The final step is re-importation of your data by piping your SQL commands to the database.

cat ~/fulldump.sql | mysql

For large data imports, the ‘Pipe Viewer’ utility can be useful to track import progress. Ignore any ETA times produced by pv; they’re based on the average time taken to handle each row of the file, but the speed of inserting can vary wildly from row to row with mysqldumps:

sudo apt install pv
pv ~/fulldump.sql | mysql

Once this step is complete, you are good to go!

Note:
This is not necessary for all my.cnf changes. Most of the variables you can change to improve performance are adjustable even whilst the server is running. As with anything, make sure to have a good backup copy of your config files and data before making changes.

MySQL Tuner

MySQL Tuner is a Perl script that connects to a running MySQL instance and offers configuration suggestions for optimising the database for your workload. The longer the server has been running, the better the advice mysqltuner can provide. In a production environment, consider waiting for at least 24 hours before running the tool. You can install mysqltuner with the following command:

sudo apt install mysqltuner

Then once it has been installed, simply run: mysqltuner – and wait for its final report.

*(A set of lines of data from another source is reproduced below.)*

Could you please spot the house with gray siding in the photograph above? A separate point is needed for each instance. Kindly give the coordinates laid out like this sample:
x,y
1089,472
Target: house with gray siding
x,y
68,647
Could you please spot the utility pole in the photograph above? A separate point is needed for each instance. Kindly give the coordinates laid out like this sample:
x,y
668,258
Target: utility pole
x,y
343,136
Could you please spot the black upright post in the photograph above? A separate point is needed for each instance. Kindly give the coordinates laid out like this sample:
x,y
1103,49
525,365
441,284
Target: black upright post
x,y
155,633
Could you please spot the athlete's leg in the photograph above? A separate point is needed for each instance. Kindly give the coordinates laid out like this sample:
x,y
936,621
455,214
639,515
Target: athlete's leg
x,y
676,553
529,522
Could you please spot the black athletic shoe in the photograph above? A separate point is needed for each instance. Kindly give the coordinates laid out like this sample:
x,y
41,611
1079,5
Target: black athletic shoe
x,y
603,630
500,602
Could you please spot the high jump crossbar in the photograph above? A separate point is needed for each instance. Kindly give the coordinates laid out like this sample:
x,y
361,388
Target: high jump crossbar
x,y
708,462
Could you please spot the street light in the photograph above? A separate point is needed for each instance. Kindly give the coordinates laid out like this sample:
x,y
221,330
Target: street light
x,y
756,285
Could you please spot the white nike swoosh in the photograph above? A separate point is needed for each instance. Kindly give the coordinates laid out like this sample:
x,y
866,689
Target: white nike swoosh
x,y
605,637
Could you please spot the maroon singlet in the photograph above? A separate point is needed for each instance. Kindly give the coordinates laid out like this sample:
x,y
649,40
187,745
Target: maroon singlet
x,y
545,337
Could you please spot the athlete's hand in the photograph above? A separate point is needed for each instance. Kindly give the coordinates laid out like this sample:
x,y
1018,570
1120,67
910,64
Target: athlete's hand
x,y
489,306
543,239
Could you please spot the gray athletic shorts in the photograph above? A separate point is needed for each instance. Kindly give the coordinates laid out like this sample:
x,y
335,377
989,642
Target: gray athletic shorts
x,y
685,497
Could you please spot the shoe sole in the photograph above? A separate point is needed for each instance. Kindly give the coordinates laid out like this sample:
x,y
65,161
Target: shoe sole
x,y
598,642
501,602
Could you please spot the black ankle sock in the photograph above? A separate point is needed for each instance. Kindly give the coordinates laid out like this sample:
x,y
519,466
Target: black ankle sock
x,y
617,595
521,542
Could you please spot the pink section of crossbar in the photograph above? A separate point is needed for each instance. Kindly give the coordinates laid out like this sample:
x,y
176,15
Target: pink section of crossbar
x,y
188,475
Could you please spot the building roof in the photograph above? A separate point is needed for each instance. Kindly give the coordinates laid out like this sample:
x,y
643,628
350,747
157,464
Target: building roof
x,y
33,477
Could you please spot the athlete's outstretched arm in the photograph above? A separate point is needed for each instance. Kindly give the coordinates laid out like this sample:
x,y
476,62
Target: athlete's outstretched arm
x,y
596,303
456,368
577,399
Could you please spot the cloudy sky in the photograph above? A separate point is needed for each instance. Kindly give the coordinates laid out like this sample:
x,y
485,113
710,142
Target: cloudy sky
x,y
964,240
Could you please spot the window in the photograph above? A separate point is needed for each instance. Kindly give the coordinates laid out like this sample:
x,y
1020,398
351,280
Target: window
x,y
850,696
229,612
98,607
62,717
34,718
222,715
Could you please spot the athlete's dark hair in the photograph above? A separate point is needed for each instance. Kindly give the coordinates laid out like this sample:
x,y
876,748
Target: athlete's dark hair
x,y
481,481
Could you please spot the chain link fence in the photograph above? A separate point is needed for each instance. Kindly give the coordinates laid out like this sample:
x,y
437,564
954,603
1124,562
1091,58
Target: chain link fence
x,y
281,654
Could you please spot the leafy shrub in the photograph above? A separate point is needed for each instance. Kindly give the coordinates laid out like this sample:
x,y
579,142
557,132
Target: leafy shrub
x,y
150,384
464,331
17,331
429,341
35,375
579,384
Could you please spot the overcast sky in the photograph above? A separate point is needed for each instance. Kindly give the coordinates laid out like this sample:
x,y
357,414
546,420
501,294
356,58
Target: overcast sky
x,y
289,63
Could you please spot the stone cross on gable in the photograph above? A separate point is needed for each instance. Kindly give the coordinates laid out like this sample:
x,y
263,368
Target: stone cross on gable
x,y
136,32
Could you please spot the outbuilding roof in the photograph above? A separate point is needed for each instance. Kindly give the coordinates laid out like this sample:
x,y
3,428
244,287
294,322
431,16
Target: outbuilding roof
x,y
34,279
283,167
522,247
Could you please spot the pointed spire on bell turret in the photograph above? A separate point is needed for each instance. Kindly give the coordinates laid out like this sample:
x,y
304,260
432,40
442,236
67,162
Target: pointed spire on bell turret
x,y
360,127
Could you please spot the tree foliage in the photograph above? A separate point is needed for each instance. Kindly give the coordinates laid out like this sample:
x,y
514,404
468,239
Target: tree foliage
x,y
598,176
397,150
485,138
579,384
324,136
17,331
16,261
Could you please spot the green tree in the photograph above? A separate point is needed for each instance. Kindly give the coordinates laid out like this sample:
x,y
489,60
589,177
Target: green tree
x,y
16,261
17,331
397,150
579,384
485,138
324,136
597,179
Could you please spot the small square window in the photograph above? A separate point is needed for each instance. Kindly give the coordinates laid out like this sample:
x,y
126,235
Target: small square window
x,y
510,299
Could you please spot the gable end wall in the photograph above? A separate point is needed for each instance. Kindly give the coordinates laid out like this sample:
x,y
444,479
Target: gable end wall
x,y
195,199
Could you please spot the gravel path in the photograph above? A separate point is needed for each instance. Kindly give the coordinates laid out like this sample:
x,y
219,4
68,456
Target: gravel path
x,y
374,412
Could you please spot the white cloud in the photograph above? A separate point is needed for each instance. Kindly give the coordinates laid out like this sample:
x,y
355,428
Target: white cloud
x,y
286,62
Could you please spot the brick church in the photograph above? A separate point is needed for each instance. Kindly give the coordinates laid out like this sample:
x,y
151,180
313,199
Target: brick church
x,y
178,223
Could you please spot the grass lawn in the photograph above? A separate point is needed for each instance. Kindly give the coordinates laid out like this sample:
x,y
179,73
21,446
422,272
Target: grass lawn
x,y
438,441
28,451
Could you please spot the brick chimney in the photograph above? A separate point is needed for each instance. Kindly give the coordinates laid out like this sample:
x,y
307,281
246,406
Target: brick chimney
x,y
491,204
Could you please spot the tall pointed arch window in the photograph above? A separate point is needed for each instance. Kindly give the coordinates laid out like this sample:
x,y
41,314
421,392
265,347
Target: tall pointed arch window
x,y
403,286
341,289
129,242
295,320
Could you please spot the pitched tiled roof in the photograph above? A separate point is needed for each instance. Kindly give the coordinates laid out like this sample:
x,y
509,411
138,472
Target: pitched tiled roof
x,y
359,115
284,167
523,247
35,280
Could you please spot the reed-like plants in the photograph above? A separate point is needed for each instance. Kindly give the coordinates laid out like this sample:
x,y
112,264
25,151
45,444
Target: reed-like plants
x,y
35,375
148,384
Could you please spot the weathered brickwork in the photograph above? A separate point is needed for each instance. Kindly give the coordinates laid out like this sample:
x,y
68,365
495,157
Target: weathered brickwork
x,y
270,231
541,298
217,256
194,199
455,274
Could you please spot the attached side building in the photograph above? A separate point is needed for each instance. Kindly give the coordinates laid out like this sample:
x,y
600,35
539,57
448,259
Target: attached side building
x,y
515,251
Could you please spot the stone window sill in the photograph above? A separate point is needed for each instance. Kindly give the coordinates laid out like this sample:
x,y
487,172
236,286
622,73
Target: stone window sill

The top section provides general information about the database server, and the bottom section provides tuning suggestions to alter in your my.cnf. Most of these can be altered live on the server without restarting; look through the official MySQL documentation for the relevant variables to change in production.

The following example is part of a report from a production database showing potential benefits from increasing the query cache:

-------- Recommendations -----------------------------------------------------
General recommendations:
    Run OPTIMIZE TABLE to defragment tables for better performance
    Increase table_cache gradually to avoid file descriptor limits
Variables to adjust:
    key_buffer_size (> 1.4G)
    query_cache_size (> 32M)
    table_cache (> 64)
    innodb_buffer_pool_size (>= 22G)

Obviously, performance optimisation strategies vary from application to application; what works best for WordPress might not be the best for Drupal or Joomla. Performance can depend on the types of queries, use of indexes, how efficient the database design is and so on.

You may find it useful to spend some time searching for database tuning tips based on the applications you’re using. Once you’ve reached the point of diminishing returns from database configuration adjustments, look to the application itself for improvements, or invest in more powerful hardware and/or scale up the database environment.